2 adet rendelenmiş havuç

1 adet ince doğranmış ve zeytinyağı ile tavada pişirilmiş kırmızı soğan

1 büyük avuç doğranmış kişniş (kişniş sevmezseniz maydanoz da olur)

1 büyük avuç doğranmış dereotu

1 su bardağı az pişmiş siyah fasulye

1 adet çırpılmış organik yumurta

karabiber

deniz tuzu

köri tozu

tarif:

tüm malzemeleri orta boy bir kabın içinde iyice karıştırın, karıştırırken kaşığın arkasıyla siyah fasulyeleri azıcık ezin

1 yemek kaşığı zeytinyağı tavada ısıtın

mücver malzemesini yemek kaşığı büyüklüğünde toplar şeklinde sıcak tavaya koyun ve kenarları kızarıncaya kadar pişirin, sonra da çevirip 2-3 dakika daha pişirin

sıcak olarak ya da isterseniz oda sıcaklığında servis edin

*mücverleri fırında da pişirmeyi tercih edebilirsiniz, bu durumda fırını 200 dereceye ısıtın ve fırın tepsisine yağlı kağıt serin. mücverleri 8-10 dakika kadar, dışları kızarmaya başlayana kadar pişirin sonra da çevirip 2-3 dakika daha pişirin.
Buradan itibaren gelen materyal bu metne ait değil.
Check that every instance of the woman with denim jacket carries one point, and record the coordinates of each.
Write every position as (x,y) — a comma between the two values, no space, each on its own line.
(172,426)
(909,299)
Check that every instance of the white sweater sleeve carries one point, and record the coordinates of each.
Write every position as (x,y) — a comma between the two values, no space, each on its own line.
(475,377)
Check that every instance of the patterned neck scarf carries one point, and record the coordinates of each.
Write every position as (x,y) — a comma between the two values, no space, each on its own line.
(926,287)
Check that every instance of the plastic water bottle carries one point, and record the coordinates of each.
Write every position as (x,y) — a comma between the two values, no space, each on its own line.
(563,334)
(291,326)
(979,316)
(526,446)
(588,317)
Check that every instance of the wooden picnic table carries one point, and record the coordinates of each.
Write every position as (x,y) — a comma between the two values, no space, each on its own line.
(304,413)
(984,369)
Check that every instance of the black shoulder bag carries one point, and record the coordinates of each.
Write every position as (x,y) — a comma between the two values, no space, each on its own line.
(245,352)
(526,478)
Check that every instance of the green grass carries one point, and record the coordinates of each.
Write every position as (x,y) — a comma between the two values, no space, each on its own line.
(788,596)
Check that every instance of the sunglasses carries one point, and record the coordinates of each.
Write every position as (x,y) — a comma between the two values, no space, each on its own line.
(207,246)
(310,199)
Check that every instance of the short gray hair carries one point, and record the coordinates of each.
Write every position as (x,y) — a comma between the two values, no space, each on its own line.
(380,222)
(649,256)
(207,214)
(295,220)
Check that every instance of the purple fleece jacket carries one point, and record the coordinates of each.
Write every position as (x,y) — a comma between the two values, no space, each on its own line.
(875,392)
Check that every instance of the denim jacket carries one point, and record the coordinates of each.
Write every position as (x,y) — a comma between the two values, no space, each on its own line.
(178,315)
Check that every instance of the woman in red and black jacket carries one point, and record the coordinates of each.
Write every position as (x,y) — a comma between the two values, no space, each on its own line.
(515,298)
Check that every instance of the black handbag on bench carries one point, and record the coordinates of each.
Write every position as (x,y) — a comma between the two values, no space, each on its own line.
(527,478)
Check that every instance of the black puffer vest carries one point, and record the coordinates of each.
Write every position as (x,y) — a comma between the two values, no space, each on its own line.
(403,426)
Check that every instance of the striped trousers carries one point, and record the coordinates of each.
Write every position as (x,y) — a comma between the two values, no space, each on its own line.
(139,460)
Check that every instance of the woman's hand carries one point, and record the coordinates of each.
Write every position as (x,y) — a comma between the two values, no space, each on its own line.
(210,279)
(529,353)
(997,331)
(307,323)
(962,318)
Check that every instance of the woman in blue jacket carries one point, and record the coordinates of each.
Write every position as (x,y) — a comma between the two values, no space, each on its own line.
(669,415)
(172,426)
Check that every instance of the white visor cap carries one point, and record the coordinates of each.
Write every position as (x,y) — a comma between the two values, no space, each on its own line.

haftanın vegan mücveri- kabak, ıspanak ve yeşil mercimek

bu hafta vegan yumurta kullanarak harika bir vegan mücver pişirdik!

biz bu denemeyi yeğenim aylin için yaptık, aynı zamanda yumurta kullanarak da aynı malzemeleri içeren mücverler de yaptık.  vegan yumurta ile yaptıklarımız biraz daha dağılmaya meyilli olsalar da tatlarında bir fark yoktu… hatta ben sanırım vegan mücveri tercih bile ettim.  her hafta olmasa da arada bir vegan yumurta ile mücver yapmaya devam edeceğim.

malzeme:

2 adet rendelenmiş organik kabak

1 büyük avuç doğranmış ıspanak

1 su bardağı hafif pişmiş yeşil mercimek

1 su bardağı taze badem unu- biz evde kendimiz yapıyoruz

1 adet vegan yumurta

deniz tuzu

karabiber

tarif:

vegan yumurtayı hazırlamak için 1 yemek kaşığı öğütülmüş keten tohumunu 3 yemek kaşığı ılık su ile karıştırın. mücverin kalan malzemelerini hazırlarken vegan yumurtanız yavaş yavaş katılaşmaya başlayacaktır.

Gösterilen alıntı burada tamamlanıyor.